If you’ve ever had a lameness exam performed on your horse, or if you’ve had a possible purchase horse evaluated with a pre-purchase exam, then chances are you’ve seen your vet perform a flexion test. Do you know just how flexion tests work, and why they’re used?
So What Is a Flexion Test?
A flexion test is tool your vet can use to determine any areas in your horse’s legs which may be or become problematic, causing lameness. In performing a flexion test, your vet will flex a particular joint in a single leg for a certain amount of time (usually between 30 seconds and one minute). Then, as soon as he releases the joint, an assistant trots the horse away from him in a straight line. As the horse trots away, the vet watches for an uneven gait, head bobbing, shortened stride, stiffness, and unusual placement of the feet and legs. If flexing the joint has made the horse considerably sore, then the horse will trot off lame or favoring the leg that had just been flexed.

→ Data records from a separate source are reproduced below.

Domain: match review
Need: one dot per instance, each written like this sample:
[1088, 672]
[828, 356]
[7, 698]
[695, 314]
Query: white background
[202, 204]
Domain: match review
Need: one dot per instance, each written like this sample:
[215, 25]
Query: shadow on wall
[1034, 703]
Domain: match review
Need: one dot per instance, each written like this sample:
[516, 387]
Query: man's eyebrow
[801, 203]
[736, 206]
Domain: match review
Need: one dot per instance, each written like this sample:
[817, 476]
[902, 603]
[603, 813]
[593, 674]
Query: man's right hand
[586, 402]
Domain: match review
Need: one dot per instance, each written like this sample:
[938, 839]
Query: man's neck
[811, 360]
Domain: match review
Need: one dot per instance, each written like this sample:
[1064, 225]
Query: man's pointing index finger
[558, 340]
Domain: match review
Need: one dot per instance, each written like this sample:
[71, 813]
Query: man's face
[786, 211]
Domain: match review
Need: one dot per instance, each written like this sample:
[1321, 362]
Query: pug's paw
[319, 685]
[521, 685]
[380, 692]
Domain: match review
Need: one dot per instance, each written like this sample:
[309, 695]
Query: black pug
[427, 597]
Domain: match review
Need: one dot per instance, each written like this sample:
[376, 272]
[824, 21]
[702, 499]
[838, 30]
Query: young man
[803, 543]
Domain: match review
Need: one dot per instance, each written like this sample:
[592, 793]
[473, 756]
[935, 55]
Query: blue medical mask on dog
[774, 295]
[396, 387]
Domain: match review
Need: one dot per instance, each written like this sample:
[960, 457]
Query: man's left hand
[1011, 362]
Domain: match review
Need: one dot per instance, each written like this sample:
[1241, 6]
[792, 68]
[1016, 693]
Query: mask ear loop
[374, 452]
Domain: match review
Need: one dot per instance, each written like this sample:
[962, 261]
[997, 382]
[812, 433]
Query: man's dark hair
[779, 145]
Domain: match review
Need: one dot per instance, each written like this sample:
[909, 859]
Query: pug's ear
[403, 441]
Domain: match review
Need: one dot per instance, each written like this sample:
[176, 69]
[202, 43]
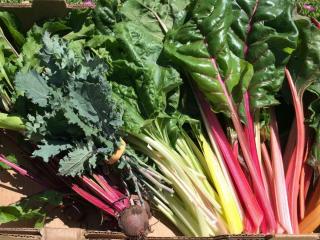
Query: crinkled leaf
[81, 109]
[264, 34]
[201, 49]
[153, 15]
[33, 86]
[304, 64]
[50, 149]
[10, 23]
[11, 158]
[77, 159]
[139, 50]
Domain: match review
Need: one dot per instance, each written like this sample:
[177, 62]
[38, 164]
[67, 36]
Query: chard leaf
[304, 64]
[34, 87]
[264, 34]
[50, 149]
[304, 67]
[314, 158]
[201, 49]
[31, 208]
[156, 86]
[75, 162]
[11, 158]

Why Is a Flexion Test Useful?
Flexion tests can be used in a number of different situations. They’re frequently performed as an aspect of a pre-purchase exam, because even if a horse doesn’t appear lame under saddle or in hand, performing a flexion test can reveal areas that are actually sore and which could potentially cause the horse to go lame in the future.

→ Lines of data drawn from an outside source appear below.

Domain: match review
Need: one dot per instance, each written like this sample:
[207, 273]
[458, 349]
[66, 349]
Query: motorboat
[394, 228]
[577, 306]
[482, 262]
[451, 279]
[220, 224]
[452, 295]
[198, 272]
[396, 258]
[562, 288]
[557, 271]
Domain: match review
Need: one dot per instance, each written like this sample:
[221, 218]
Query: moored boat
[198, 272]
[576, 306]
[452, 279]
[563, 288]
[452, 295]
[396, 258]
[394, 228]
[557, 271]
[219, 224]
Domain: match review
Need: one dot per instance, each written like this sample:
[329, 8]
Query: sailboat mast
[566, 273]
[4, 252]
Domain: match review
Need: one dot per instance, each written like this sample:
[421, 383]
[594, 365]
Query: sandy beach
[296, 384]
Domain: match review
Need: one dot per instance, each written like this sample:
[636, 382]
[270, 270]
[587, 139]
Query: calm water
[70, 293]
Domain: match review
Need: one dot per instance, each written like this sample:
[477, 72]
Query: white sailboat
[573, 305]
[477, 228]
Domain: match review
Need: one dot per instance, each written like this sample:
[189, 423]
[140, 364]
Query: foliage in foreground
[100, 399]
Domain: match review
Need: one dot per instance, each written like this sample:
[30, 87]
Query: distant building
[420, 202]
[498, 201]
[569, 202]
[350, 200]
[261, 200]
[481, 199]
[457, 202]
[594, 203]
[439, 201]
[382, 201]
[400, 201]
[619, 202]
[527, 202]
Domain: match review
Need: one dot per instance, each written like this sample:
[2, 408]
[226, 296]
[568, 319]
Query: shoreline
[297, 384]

Flexion tests are also used to determine which areas of the leg are painful when a horse already appears “off.” Performing flexion tests on the joints in each leg can help to steer the vet towards just where the pain begins. This is especially helpful if the horse is stiff or sore in multiple legs, since flexion tests can show additional sore areas which the vet might have overlooked if he’d only focused on the leg which was the most painful.
What Do the Results Mean?
The results of a flexion test are not diagnostic, since they don’t allow the vet to pinpoint the exact issue at hand, but rather give him an idea of the general area in which the pain originates. After performing a flexion test, the vet will likely need to perform additional tests to arrive at a concrete diagnosis.
After performing a flexion test your vet will typically perform a set of four nerve blocks on the affected leg. Beginning from the bottom of the leg, the vet will inject a local anesthetic to “block” the nerves in the targeted area which would typically transmit pain signals to the horse’s brain. The anesthetic is fast-acting, so within about fifteen minutes after administering the first block, the vet will flex the horse again and have him trotted off. If the horse trots off sound, then the problem originated in the blocked area, and the vet can focus in on that particular source. If the horse trots off lame, then the pain originates in a different area, and the vet will continue performing nerve blocks, moving up the leg until the origin of the issue is found.
Radiographs may also be used to help diagnose the specific issue at hand, but flexion tests go a long way to helping your vet narrow down the source of your horse’s lameness.